Jeśli się pan jeszcze interesuje tą sprawą, to właśnie odebrałem zwrot pieniędzy na poczcie z Bytomia przyszedł z adnotacja banku „rachunek zamknięty” – napisał czytelnik.
Interesujący rozwój sprawy, który oczywiście zachęcił mnie, aby zobaczyć, co się dzieje na samej stronie. Ciągle są promocję? Ciągle ceny o połowę niższe niż u konkurencji? I tu kolejne zaskoczenie – serwis nie działa. To koniec Neo-net.net?

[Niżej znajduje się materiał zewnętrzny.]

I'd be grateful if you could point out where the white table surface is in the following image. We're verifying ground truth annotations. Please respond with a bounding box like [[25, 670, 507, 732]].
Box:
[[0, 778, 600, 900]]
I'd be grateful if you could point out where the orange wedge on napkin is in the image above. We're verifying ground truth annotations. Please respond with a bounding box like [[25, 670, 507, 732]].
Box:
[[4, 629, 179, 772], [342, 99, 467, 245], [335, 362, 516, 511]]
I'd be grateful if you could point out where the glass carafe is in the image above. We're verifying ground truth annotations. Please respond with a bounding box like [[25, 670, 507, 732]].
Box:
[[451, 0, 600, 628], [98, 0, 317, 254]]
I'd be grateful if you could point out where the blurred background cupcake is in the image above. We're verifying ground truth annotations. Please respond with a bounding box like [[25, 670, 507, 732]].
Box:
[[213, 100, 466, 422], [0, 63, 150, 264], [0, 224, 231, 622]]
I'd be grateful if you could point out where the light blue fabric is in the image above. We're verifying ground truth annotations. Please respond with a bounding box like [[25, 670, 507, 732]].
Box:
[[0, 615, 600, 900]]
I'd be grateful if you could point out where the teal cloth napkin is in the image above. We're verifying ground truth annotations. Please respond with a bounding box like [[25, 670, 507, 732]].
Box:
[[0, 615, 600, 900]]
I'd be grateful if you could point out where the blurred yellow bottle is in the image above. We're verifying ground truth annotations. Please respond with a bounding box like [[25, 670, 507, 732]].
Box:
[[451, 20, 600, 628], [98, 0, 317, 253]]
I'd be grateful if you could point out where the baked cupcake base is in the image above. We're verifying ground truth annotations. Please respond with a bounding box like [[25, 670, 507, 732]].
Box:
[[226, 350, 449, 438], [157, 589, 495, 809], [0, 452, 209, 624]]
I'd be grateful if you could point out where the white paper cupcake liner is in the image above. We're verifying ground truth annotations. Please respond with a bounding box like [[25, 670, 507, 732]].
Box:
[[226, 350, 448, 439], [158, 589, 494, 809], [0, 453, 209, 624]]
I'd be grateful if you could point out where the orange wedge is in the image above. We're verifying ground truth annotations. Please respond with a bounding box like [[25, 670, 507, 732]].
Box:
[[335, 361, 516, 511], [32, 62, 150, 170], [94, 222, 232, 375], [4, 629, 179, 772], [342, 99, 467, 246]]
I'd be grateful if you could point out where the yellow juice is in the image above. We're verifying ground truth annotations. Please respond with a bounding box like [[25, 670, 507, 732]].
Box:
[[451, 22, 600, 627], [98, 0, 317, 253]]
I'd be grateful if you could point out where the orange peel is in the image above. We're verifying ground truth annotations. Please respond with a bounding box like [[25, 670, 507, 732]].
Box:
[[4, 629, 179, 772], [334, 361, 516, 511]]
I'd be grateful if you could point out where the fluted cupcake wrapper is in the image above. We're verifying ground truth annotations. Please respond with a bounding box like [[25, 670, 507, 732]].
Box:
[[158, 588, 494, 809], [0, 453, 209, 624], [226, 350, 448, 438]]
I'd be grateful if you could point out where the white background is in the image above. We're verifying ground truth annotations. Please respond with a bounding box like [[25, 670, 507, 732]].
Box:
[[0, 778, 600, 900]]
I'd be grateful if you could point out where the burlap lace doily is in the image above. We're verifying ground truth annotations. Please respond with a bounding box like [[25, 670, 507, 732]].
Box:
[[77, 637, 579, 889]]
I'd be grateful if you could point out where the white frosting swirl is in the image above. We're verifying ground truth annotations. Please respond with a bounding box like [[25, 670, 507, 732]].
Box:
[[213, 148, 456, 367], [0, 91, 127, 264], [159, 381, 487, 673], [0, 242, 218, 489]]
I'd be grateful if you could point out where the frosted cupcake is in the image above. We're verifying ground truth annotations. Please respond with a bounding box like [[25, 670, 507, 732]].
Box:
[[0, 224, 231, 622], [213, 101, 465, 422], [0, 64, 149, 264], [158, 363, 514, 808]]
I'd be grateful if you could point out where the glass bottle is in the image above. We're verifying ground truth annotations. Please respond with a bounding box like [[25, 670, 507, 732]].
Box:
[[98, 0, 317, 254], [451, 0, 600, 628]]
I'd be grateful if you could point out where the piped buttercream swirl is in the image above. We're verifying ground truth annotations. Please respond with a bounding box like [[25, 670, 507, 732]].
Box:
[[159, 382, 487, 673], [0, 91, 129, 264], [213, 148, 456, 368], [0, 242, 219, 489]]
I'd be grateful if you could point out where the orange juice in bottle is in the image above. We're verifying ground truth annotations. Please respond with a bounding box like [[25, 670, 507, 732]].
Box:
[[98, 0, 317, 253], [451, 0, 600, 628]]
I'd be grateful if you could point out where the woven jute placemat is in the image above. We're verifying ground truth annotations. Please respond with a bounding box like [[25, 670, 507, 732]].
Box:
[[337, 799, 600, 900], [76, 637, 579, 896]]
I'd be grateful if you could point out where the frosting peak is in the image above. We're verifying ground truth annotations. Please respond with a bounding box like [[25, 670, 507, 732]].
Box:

Oczywiście tego stwierdzić nie możemy. Inna sprawa, że aby ogłosić czegoś koniec, to musiałoby to wcześniej jakoś funkcjonować. A nie jest jasne, czym w ogóle był Neo-net.net. Nie miał swoich kont, nie wiadomo czy sprzedawał jakieś produkty, nie wiadomo nawet, do kogo należał. Sklep miał natomiast podany numer telefonu – to miała być infolinia Neo-net.net. Próbowałem się tam wielokrotnie dodzwonić – oczywiście za każdym razem bezskutecznie.
Koniec Neo-net.net?
Mamy nadzieję, że zwroty pieniędzy i to, że sklep nie działa to wydarzenia, które się ze sobą łączą. Oczywiście może się okazać, że sklep za kilka dni znowu zacznie działać i znowu jakiś przypadkowy przedsiębiorca będzie dostawał przelewy za sprzedane tam towary. Miejmy nadzieję jednak, że to już naprawdę koniec Neo-net.net. Przy tym ciągle zachodzimy w głowę, co to był za dziwny byt i o co w tym wszystkim w ogóle chodziło. Póki co cała historia przypomina trochę parodię serialu „Black Mirror” w nadwiślańskim stylu.